Estávamos em 1972, já cheirava a Abril, mas ainda faltava, era provavelmente Janeiro. Camuflado no escuro da noite, de trincha e lata de tinta vermelha na mão, alguém escreveu por entre sombras de candeeiros foscos :
amo-te
Apenas isso, simples... deliciosamente simples, na pedra mármore da parede do Nº12 de um prédio da cidade.
No bairro nunca se soube quem tinha sido o autor de tal vandalismo, ou para quem, nem os rumores coscuvilheiros arranjaram um culpado. O senhorio não vivia perto, só viu tal obra passado alguns meses, e pouco se importou, tinha mais interesse em exigir a renda atrasada ao 2º Esq. O arrendatário desse rés-do-chão também não deu uso ao esfregão, pensou ele que com o tempo se apagaria...
Enganou-se, ou quis enganar-se - por preguiça - e o manifesto de amor desconhecido, feito em pouco mais de 2 minutos ali se manteve, aguentando-se ao sabor dos anos, do sol e da chuva, aos muitos cartazes sobrepostos e das muitas costas refasteladas contra ela em 2 dedos de conversa - ignorando a sua presença. Nem as obras do prédio e uma pintura atabalhoada já no Sec. XXI a fizeram desaparecer.
Que significado terá tido aquela mensagem, aquele gesto ? E na vida de quem ? Terá alguma vez sido lida pela pessoa a quem se dirigia ? E será que o amor ali apregoado ainda hoje perdura, ou terá perecido mais cedo que as palavras ? É nessa indefinição, nesse mistério que se encontra a sua beleza…

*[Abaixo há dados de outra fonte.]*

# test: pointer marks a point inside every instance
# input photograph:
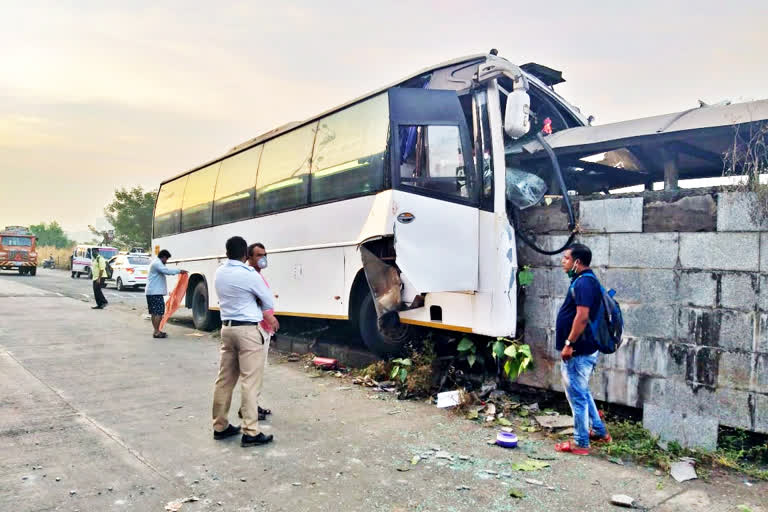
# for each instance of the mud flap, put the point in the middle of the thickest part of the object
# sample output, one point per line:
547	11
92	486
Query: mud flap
385	285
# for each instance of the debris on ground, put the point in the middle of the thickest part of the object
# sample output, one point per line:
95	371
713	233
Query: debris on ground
325	363
366	381
448	399
683	470
622	500
530	465
175	505
506	439
555	422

O vermelho sangue empalidou-se, está agora completamente absorvido pelo espaço, apenas visível aos olhos de quem quer ver, e só quem consegue ver consegue sentir, e só quem sente, sabe o quanto vale um simples e genuíno gesto de amor... mesmo que seja vândalo…
De
mímica a 18 de Dezembro de 2008 às 20:22
Gostei muito do texto. Às vezes diz-se mais através de uma única palavra, do que com discursos e discursos cheios de nada. Feliz Natal e um próspero Ano Novo!

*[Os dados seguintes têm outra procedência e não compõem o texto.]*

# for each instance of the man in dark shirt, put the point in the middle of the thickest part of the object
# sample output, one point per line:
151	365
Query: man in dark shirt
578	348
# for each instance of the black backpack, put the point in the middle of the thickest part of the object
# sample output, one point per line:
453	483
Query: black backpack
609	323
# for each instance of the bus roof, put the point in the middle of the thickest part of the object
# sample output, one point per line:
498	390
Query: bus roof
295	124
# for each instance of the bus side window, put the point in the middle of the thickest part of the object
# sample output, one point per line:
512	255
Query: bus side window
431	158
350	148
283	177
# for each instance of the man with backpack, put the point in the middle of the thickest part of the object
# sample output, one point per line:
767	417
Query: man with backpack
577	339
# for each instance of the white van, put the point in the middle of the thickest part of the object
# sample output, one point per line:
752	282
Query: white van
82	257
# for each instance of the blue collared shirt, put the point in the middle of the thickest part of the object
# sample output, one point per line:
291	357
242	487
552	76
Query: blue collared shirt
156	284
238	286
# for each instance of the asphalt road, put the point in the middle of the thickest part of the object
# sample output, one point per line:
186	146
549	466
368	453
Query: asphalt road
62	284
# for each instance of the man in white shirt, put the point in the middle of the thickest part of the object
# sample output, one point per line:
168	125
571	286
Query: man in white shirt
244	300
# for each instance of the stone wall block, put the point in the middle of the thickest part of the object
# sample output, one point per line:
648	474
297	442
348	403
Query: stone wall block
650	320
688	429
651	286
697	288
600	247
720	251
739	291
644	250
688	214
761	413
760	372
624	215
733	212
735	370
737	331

Passei por aqui para ver o blogue e gostei imenso dos textos, cheios de qualidade e bom-gosto. Tudo se vê com agrado e prazer. Boa semana com tudo de bom.
De Sindarin a 18 de Dezembro de 2008 às 21:56
Espectacular. Simplesmente perfeito.
Óptimo texto que dá que pensar. Muito bem escrito e por isso gostei.
Cumprimentos e feliz Natal,
Carlos Alberto Borges
Excelente texto, parabéns....
Bom natal
Jorge
Olá, recebi um convite e vim ver, apreciei a escrita e a temática. O sentido aqui da palavra amor. Intenso...
Um abraço
Caro Mranger...
Tiveste a coragem de escrever e publicar ..
Eu consigo escrever...mas não consigo publicar.
subscrevi um blog..nunca consegui começar.
Obrigado por mostrares aquilo que ainda não consegui...
força...
De
Mr Anger a 21 de Dezembro de 2008 às 22:52
Caro Aldir,
Tecnicamente já fez o mais difícil, agora falta o principal, publicar, e satisfazer a sua vontade.
Não se preocupe com o resto, seja feliz.
Boas festas
Mr Anger
De Anónimo a 18 de Dezembro de 2008 às 23:47
Primeiro pensei que o blog se lia M Ranger e deduzi ir encontrar um espaço bélico, ou de recordações militares. Mas, aprofundei o tempo de leitura e, parabéns, porque encontrei um lugar de repouso, com uma escrita que nos deixa agarrados. talvez como aquela velha tinta, que a parede se esforça for não deixar apagar. Quando se sente é difícil partir.
Anger, não sei quem é, mas é, certamente, um Mr (monsieur) em escrita.
e chamam lhe com cada coisa...ao amor....
gostei
brilhante
De
filipe a 19 de Dezembro de 2008 às 08:38
OLá.Obrigado pelo convite, Quanto a este post, que está muito bom por sinal, só um pequeno comentário, O pintor da palavra simplesmente pintou a razão da sua existência. Abraços.